No enfrentamento aos atributos da servidão voluntária, hábito, covardia e participação na tirania, estão mulheres que, sabedoras do valor de serem livres, gradativa e brilhantemente, rompem seus grilhões e têm na liberdade sua própria substância. A duras penas, a servidão vai se descontruindo e cede lugar ao experimento diário da conquista da fala, da escolha, da vida autônoma e empática. A liberdade, esse sonho humano alimentado, mesmo que nem sempre compreendido, como poetizou Cecília Meireles, é sentido e desejado por essas mulheres. Decerto, é esse desejo que alimenta as ações positivas nas vidas de mulheres brasileiras, como Maria da Penha, de cujo sofrimento e coragem emanou a Lei; Carmen Barroso, cientista social e pesquisadora de gênero; Eliane Potiguara, professora e ativista pela causa indígena brasileira; Sueli Carneiro, filósofa e ativista antirracismo e pelo feminismo negro; Conceição Evaristo, professora e escritora negra; e Marielle Franco, vereadora assassinada no Rio de Janeiro.

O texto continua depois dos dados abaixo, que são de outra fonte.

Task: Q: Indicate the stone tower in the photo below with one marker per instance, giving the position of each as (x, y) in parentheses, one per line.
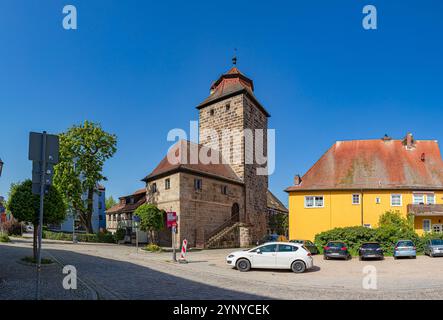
(232, 106)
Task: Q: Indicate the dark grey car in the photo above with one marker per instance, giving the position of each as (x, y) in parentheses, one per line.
(434, 248)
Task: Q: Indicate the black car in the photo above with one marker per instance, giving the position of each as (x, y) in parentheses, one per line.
(370, 250)
(308, 244)
(336, 250)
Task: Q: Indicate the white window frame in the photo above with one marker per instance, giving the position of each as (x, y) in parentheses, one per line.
(418, 195)
(427, 198)
(430, 225)
(314, 205)
(401, 200)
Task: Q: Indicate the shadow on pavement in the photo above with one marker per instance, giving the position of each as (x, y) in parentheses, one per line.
(109, 278)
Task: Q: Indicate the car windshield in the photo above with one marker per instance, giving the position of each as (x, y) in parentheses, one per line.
(370, 245)
(405, 244)
(437, 242)
(336, 244)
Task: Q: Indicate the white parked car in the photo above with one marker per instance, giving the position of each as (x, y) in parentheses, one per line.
(273, 255)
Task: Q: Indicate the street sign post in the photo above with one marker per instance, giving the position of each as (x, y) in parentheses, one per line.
(44, 152)
(136, 220)
(171, 222)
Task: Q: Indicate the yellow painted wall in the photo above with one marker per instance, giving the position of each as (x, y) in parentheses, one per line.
(338, 211)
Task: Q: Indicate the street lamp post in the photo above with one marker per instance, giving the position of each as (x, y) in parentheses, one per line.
(1, 166)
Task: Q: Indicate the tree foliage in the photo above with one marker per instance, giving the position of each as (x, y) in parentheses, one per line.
(84, 150)
(110, 202)
(25, 206)
(151, 219)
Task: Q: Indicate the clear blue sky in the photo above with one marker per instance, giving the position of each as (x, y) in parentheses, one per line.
(140, 68)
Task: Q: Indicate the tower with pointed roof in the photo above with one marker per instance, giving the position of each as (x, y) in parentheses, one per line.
(230, 109)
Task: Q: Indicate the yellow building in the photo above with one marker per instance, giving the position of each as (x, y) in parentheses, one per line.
(355, 182)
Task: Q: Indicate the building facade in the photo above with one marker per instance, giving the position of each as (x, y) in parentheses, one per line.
(355, 182)
(223, 202)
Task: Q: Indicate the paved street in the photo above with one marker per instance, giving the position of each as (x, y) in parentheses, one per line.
(118, 272)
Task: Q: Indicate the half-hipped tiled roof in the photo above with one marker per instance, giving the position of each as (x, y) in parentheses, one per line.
(376, 164)
(274, 203)
(179, 159)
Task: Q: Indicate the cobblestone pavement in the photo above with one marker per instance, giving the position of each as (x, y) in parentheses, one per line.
(119, 272)
(18, 278)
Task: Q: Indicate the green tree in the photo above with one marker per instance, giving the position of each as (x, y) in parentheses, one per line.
(151, 220)
(83, 152)
(110, 202)
(25, 207)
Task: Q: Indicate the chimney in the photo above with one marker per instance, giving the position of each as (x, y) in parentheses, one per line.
(297, 180)
(408, 141)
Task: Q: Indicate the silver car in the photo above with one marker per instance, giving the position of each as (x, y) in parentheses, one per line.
(434, 247)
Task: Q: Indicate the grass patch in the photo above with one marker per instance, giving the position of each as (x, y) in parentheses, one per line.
(33, 261)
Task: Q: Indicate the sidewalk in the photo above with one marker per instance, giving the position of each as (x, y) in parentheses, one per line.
(18, 279)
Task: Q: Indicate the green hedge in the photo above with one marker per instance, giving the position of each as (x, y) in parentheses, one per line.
(387, 236)
(105, 237)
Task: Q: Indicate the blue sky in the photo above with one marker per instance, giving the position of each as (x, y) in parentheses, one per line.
(140, 68)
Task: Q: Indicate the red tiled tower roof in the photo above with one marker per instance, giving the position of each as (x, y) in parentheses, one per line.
(376, 164)
(230, 84)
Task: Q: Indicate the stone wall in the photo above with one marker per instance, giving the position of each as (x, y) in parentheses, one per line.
(204, 211)
(241, 114)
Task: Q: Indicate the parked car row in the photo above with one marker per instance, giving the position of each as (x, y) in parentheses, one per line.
(297, 254)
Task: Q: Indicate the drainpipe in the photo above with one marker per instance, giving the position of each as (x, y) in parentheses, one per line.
(361, 209)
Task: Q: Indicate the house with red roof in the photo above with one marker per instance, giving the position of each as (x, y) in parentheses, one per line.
(355, 182)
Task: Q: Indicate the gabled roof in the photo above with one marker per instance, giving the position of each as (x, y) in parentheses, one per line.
(179, 159)
(231, 84)
(274, 203)
(129, 207)
(376, 164)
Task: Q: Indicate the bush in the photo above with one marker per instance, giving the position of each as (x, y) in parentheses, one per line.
(4, 237)
(120, 234)
(12, 228)
(425, 238)
(153, 248)
(101, 237)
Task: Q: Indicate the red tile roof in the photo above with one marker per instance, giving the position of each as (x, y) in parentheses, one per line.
(179, 159)
(376, 164)
(230, 84)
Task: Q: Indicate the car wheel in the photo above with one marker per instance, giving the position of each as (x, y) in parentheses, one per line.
(243, 265)
(298, 267)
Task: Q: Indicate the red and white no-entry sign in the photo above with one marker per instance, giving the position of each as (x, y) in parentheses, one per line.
(183, 252)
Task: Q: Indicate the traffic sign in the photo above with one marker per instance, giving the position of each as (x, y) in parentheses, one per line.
(35, 147)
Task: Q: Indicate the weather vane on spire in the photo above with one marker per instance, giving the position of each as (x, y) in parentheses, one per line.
(234, 58)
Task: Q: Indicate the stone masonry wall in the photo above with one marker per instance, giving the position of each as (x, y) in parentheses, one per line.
(204, 211)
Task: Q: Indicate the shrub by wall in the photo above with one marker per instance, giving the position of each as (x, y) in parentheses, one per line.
(101, 237)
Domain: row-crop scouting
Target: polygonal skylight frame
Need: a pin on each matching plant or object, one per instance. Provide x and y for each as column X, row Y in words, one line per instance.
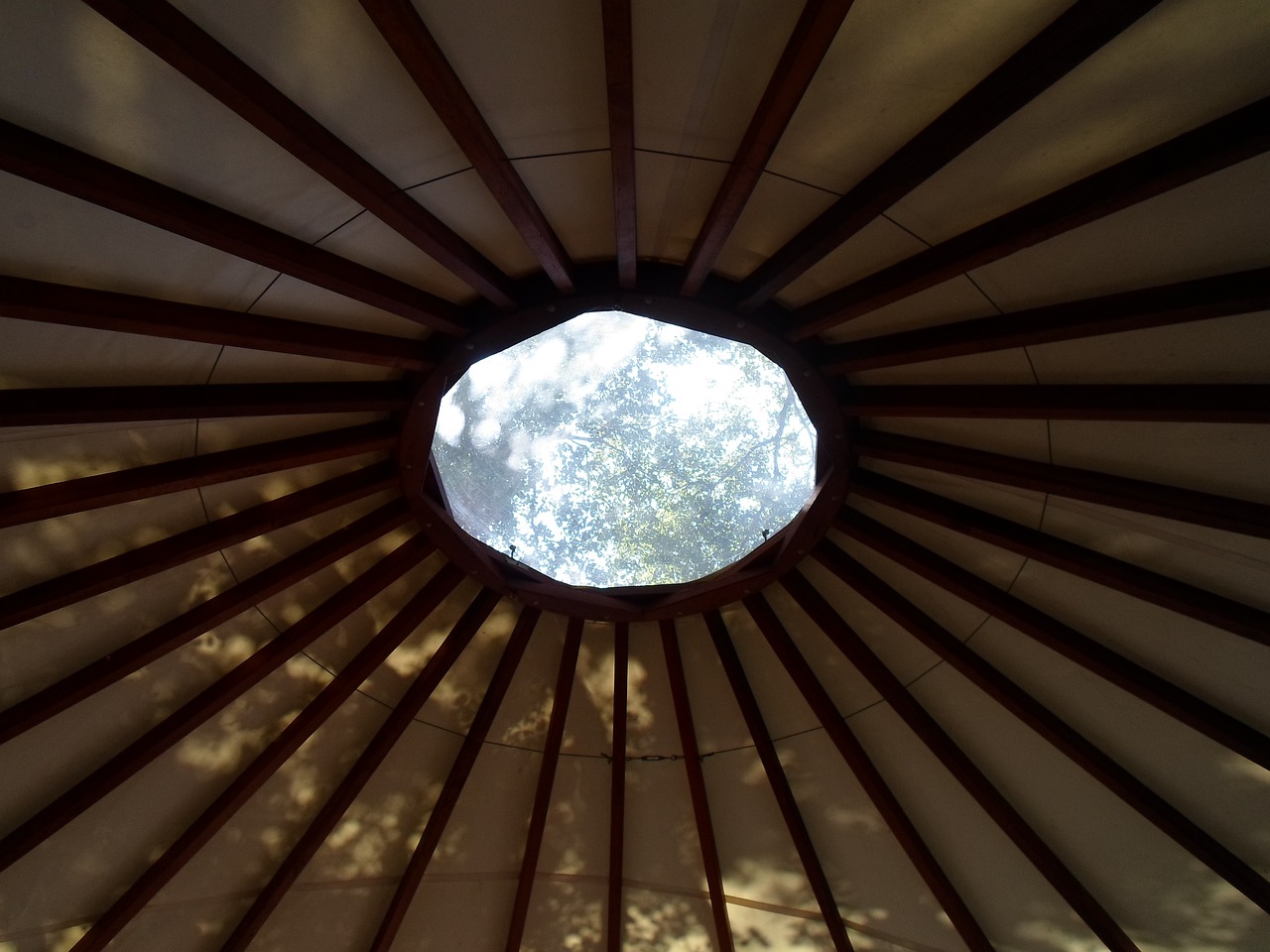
column 615, row 449
column 506, row 574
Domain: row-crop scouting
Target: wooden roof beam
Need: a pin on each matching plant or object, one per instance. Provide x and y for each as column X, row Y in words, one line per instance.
column 620, row 80
column 1070, row 742
column 267, row 762
column 617, row 787
column 697, row 785
column 1087, row 485
column 53, row 407
column 1146, row 403
column 1192, row 155
column 209, row 701
column 813, row 33
column 778, row 780
column 177, row 40
column 543, row 792
column 119, row 662
column 1062, row 639
column 1084, row 28
column 49, row 163
column 1083, row 562
column 405, row 32
column 176, row 549
column 175, row 320
column 379, row 748
column 86, row 493
column 1205, row 298
column 867, row 774
column 955, row 761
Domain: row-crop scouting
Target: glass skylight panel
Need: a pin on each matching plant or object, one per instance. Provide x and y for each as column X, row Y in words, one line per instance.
column 615, row 449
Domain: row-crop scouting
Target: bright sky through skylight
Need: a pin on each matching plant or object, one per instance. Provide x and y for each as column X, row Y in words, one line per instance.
column 615, row 449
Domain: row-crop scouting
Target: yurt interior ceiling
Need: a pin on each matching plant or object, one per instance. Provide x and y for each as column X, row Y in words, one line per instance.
column 1002, row 684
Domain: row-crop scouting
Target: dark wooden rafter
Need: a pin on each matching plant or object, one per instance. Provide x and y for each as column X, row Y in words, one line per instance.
column 1201, row 299
column 617, row 787
column 53, row 164
column 1146, row 403
column 960, row 766
column 813, row 33
column 697, row 784
column 778, row 780
column 267, row 762
column 1115, row 574
column 1051, row 633
column 175, row 320
column 191, row 543
column 1086, row 27
column 122, row 661
column 53, row 407
column 437, row 666
column 204, row 705
column 422, row 58
column 158, row 479
column 1192, row 155
column 183, row 45
column 870, row 778
column 620, row 80
column 1103, row 489
column 1105, row 770
column 547, row 779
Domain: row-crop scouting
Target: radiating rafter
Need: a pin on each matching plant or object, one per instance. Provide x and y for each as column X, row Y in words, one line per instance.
column 617, row 789
column 176, row 549
column 1080, row 31
column 267, row 762
column 1146, row 403
column 209, row 701
column 175, row 320
column 422, row 58
column 778, row 780
column 1103, row 489
column 183, row 45
column 53, row 164
column 697, row 785
column 123, row 660
column 1105, row 770
column 51, row 407
column 437, row 666
column 1115, row 574
column 870, row 778
column 620, row 81
column 1051, row 633
column 86, row 493
column 1202, row 151
column 543, row 791
column 960, row 766
column 1201, row 299
column 813, row 33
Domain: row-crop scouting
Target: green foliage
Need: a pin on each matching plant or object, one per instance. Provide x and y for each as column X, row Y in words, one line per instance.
column 620, row 451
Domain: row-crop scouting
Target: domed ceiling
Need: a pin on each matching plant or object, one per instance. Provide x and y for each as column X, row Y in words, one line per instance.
column 1002, row 685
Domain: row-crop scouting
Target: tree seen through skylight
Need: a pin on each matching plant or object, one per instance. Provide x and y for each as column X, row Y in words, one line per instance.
column 615, row 449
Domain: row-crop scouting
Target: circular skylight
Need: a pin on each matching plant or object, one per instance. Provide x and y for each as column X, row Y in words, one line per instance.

Essas e outras brasileiras, ainda desconhecidas de grande parte da sociedade, nos motivam, nos encorajam. Na contramão libertadora do ser, assumem o protagonismo herói de suas vidas e personificam o discurso de Simone de Beauvoir: nada as limita, nada as define, nada as sujeita. A liberdade é, pois, sua própria substância, já que viver é ser livre. Cada uma emerge em um cenário de dificuldades cotidianas, a exemplo do sexismo, nos discursos e nas práticas, e promove a ampliação do conhecimento, da sensibilidade e do respeito, elementos tão necessários para a harmonia social. Conhecer e seguir os melhores exemplos de luta são contributos indispensáveis para que a escravidão, o preconceito e o jugo dos tiranos sejam, conscientemente, exemplos de tudo o que não queremos para nós, a fim de que não tenhamos mutilado nosso tão legítimo sonho de liberdade. Que a liberdade resida em nós, homens e mulheres, prazerosa e ousadamente.
Vozes-Mulheres
A voz de minha bisavó
ecoou criança
nos porões do navio.
ecoou lamentos
de uma infância perdida.
A voz de minha avó
ecoou obediência
aos brancos-donos de tudo.
A voz de minha mãe
ecoou baixinho revolta
no fundo das cozinhas alheias
debaixo das trouxas
roupagens sujas dos brancos
pelo caminho empoeirado
rumo à favela
A minha voz ainda
ecoa versos perplexos
com rimas de sangue e fome.
A voz de minha filha
recolhe todas as nossas vozes
recolhe em si
as vozes mudas caladas
engasgadas nas gargantas.
A voz de minha filha
recolhe em si
a fala e o ato.
O ontem – o hoje – o agora.
Na voz de minha filha
se fará ouvir a ressonância
O eco da vida-liberdade.
(Conceição Evaristo. Poemas de recordação e outros movimentos, p. 10-11).